I have always liked EiC. It was dead, but the project has been resurrected lately. EiC is surprisingly capable and reasonably quick. There is also CINT. Both can be compiled for different platforms, though I think CINT needs Cygwin on windows.
Python's standard library has some of what you require -- the array module in particular lets you easily read parts of binary files, swap endianness, etc; the struct module allows for finer-grained interpretation of binary strings. However, neither is quite as rich as you require: for example, to present the same data as bytes or halfwords, you need to copy it between two arrays (the numpy third-party add-on is much more powerful for interpreting the same area of memory in several different ways), and, for example, to display some bytes in hex there's nothing much "bundled" beyond a simple loop or list comprehension such as [hex(b) for b in thebytes[start:stop]]. I suspect there are reusable third-party modules to facilitate such tasks yet further, but I can't point you to one...
Forth can also be pretty good at this, but it's a bit arcane.

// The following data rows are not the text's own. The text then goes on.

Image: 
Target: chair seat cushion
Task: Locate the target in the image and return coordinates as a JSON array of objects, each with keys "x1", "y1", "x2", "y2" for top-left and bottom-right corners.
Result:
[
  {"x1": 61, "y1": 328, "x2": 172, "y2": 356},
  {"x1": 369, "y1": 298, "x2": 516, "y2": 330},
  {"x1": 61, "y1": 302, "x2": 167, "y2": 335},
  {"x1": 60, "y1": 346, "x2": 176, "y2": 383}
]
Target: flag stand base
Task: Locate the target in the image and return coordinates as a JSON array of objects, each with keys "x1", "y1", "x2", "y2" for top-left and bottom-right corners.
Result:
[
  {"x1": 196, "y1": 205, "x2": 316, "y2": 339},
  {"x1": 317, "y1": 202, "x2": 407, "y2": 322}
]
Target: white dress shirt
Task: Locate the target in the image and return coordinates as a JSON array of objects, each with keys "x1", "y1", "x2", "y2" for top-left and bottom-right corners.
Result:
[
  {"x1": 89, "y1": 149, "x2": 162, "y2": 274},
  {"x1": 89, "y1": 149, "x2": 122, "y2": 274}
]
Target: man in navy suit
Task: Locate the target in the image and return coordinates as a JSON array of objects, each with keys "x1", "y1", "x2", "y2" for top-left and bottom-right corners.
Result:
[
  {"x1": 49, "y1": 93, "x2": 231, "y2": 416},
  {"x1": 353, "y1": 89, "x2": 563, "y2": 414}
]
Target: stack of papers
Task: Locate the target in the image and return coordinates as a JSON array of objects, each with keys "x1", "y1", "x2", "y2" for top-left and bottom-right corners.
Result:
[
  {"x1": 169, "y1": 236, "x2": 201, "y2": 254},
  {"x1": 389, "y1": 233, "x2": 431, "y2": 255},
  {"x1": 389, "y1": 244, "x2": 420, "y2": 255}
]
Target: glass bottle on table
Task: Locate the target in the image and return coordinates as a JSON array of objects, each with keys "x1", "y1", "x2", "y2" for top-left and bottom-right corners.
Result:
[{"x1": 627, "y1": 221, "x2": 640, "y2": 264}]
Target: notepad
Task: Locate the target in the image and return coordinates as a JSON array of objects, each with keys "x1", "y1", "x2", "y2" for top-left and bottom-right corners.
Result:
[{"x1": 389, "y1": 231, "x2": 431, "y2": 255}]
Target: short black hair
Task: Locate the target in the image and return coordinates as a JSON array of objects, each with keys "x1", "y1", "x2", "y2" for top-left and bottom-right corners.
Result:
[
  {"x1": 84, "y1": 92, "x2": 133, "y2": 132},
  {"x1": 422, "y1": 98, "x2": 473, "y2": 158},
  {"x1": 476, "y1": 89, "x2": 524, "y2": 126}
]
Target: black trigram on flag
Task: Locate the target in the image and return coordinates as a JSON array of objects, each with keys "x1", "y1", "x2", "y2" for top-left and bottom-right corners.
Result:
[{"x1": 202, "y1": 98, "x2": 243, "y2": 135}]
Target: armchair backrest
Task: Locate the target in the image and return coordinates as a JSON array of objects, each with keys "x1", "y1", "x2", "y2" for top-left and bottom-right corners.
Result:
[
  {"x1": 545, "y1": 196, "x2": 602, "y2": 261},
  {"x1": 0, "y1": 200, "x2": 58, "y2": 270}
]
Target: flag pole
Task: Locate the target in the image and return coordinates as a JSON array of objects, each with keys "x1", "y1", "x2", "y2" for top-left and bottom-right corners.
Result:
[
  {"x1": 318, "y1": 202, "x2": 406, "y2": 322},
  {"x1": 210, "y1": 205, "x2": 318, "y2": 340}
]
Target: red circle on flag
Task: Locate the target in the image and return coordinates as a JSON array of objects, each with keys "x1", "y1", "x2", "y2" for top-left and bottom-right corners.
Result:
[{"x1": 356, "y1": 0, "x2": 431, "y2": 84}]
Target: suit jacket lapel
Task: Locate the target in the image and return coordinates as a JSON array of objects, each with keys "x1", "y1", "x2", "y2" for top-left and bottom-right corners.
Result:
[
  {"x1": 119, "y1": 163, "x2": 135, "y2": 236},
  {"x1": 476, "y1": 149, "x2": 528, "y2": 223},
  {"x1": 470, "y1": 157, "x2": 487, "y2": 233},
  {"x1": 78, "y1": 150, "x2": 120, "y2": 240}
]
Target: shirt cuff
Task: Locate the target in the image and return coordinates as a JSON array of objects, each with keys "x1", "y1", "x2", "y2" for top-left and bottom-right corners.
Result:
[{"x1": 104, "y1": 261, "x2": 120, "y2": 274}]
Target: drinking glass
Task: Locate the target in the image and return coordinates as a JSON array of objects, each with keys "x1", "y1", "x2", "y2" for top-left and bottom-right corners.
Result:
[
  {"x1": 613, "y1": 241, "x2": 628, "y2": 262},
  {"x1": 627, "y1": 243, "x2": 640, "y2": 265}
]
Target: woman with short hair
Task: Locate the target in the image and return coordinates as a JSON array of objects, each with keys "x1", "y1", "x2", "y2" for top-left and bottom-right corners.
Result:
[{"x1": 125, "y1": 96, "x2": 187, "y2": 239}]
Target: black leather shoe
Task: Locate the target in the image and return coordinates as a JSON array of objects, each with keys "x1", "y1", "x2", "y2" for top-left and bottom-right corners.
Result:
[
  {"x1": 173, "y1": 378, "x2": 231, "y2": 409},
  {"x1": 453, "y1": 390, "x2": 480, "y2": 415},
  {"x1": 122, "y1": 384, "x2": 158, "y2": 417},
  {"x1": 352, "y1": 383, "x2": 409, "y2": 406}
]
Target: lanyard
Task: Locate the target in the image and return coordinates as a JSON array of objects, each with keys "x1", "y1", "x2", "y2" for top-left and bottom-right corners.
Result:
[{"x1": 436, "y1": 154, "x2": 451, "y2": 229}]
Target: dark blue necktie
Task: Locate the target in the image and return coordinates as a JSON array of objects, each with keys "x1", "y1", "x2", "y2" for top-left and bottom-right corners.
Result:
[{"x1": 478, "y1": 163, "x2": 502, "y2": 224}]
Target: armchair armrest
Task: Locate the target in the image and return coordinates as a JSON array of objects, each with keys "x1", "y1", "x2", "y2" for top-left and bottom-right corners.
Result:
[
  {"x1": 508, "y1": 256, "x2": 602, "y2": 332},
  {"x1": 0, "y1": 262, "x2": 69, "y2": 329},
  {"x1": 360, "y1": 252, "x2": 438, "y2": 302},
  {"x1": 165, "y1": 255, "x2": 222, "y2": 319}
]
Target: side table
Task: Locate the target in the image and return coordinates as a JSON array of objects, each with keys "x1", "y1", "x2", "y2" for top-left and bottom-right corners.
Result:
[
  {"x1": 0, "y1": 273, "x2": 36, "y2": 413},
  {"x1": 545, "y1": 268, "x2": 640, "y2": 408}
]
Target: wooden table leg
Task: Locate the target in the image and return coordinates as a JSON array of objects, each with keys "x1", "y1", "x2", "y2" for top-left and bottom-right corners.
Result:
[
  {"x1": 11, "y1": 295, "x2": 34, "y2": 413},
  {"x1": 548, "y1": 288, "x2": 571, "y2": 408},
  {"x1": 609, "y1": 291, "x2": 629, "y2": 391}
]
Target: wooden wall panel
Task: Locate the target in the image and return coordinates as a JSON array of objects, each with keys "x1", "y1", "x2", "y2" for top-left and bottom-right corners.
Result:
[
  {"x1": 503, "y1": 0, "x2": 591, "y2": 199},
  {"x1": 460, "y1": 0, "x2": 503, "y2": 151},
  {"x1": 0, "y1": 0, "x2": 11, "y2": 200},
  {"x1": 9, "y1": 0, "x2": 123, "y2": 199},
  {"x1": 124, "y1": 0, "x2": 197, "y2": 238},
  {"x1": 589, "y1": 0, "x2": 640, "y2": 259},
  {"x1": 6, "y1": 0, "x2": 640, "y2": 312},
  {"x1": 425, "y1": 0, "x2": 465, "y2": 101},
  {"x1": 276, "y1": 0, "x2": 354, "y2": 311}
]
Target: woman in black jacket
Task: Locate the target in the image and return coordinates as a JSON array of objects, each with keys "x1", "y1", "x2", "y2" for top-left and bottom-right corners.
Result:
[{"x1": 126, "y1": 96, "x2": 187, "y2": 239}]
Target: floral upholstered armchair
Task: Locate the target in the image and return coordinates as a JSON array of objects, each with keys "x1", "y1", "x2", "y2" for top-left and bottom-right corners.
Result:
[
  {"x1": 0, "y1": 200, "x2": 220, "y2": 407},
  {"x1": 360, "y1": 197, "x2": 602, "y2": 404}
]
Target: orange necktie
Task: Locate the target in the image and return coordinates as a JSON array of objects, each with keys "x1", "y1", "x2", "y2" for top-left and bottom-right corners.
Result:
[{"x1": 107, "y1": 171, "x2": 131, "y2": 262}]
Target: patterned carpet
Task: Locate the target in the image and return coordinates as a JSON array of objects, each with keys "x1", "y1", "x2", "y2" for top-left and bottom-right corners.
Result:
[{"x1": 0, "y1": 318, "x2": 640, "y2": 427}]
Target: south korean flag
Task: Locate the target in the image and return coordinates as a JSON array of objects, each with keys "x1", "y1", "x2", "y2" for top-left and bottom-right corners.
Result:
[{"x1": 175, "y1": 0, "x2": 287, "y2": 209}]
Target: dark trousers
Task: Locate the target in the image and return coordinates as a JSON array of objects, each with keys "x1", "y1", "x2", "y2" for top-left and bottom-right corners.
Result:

Well, if speed is not a consideration, and you want perl, then translate each line of binary into a line of chars - 0's and 1's. Yes, I know there are no linefeeds in binary :) but presumably you have some fixed size -- e.g. by byte or some other unit, with which you can break up the binary blob.
Then just use the perl string processing on that data :)
If you're doing binary level processing, it is very low level and likely needs to be very efficient and have minimal dependencies/install requirements.
So I would go with C - handles bytes well - and you can probably google for some library packages that handle bytes.
Going with something like Erlang introduces inefficiencies, dependencies, and other baggage you probably don't want with a low-level library.